Misshapen proteins called prions are thought to wreak havoc when they're let loose in the brain, as happens in mad cow disease. But despite their bad rap, prions start life off as a normal, healthy protein, called PrP. PrP is everywhere in the brain--but what it does has long been mysterious.
There's hope that by disentangling PrP's normal job, prion diseases will become easier to understand. A team of scientists now says that PrP plays a key role in maintaining myelin, a fatty substance that forms a sheath around nerves and helps transmit nerve signals. They also found that mice without PrP in certain nerve cells suffer from a demyelinating disease that closely resembles one seen in people.
"If you want to understand pathological function, maybe you have to understand normal function," says Adriano Aguzzi, a neuropathologist and longtime prion researcher at the University of Zurich in Switzerland, who led the work. Eleven years ago, a Japanese group published a paper suggesting that mice without PrP had damage to their peripheral nerves, a finding that intrigued Aguzzi. With his postdoctoral fellow Juliane Bremer and their colleagues, he set out to probe this further. First, the team examined five strains of mice lacking the PrP gene and found that they all showed this peripheral nerve damage by 10 weeks of age. But that didn't answer the question of what, exactly, was behind this nerve damage.
To learn more, the group looked at 1-year-old mice and found that their sciatic nerve, the large nerve in the back that runs into the legs, had lost myelin. Then, they studied mice that lacked PrP in some cells but not in others to see which cells were behind the demyelination. The result was a surprise: When PrP was present only in axons, the fibers that conduct electrical impulses, it prevented disease. But when it was lacking in axons but present in the so-called Schwann cells that actually form the myelin sheath, the mice got sick. Even though the Schwann cells are the ones affected when PrP is missing, the protein must be present in axons to prevent disease, the researchers report online this week in Nature Neuroscience. Aguzzi theorizes that PrP is a signaling molecule in axons that's needed to "keep Schwann cells happy."

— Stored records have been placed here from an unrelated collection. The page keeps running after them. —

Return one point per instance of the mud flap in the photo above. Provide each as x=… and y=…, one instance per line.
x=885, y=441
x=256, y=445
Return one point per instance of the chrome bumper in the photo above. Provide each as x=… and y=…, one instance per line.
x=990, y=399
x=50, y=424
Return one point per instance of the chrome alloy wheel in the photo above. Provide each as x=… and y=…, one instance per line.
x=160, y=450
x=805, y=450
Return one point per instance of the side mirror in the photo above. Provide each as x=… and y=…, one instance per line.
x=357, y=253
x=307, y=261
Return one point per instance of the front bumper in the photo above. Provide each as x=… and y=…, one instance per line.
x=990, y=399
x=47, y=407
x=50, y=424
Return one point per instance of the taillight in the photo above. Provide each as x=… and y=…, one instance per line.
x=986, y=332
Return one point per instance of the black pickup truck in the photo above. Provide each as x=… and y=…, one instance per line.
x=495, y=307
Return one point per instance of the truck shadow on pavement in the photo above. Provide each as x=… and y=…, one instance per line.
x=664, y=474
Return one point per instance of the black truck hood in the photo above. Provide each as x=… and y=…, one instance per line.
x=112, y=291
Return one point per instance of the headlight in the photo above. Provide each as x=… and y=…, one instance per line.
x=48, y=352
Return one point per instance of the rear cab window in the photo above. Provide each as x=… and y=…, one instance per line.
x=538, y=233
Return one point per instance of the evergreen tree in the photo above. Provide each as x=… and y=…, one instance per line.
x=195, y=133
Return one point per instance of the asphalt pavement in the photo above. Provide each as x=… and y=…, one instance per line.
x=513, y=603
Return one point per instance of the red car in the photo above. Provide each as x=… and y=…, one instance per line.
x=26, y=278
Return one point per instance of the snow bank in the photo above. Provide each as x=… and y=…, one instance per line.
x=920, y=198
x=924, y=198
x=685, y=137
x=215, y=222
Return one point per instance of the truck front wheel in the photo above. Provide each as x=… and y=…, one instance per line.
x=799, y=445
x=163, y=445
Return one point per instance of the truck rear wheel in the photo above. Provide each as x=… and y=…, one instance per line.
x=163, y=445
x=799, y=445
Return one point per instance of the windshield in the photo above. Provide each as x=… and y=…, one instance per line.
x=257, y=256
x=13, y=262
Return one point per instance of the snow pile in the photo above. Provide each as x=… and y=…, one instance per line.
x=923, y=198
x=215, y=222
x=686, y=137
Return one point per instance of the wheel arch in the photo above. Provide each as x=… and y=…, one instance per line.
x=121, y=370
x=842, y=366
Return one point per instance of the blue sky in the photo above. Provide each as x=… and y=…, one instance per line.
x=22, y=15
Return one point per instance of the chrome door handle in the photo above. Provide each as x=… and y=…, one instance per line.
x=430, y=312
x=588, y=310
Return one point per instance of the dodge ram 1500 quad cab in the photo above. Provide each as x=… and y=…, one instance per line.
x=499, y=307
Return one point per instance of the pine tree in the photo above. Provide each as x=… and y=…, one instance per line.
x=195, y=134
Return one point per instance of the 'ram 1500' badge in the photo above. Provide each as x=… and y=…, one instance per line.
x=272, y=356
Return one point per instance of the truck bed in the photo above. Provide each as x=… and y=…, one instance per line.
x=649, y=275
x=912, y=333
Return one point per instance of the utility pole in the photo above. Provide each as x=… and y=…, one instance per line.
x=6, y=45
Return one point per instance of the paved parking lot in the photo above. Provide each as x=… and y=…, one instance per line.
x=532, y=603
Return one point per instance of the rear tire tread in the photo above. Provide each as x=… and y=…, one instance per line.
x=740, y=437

This gets at "one of the important things we still do not know--we still do not know what is the normal function of the prion protein," says Claudio Soto, a neuroscientist at the University of Texas Medical School in Houston. There had been suspicions, he says, that axons were somehow involved, but this work takes that one step further, tying PrP to myelin.
Aguzzi is now interested in learning more about whether PrP might have a hand in human demyelinating diseases, particularly a rare type of hereditary neuropathy, and recently received funding to study this. Another, more common disease that leads to loss of myelin, multiple sclerosis, seems unconnected to PrP's actions because myelin is lost in the central nervous system, not peripherally as it was in the current study. But other human diseases "look very similar to what we see in these mice," notes Aguzzi, who's eager to find out whether prion proteins are involved.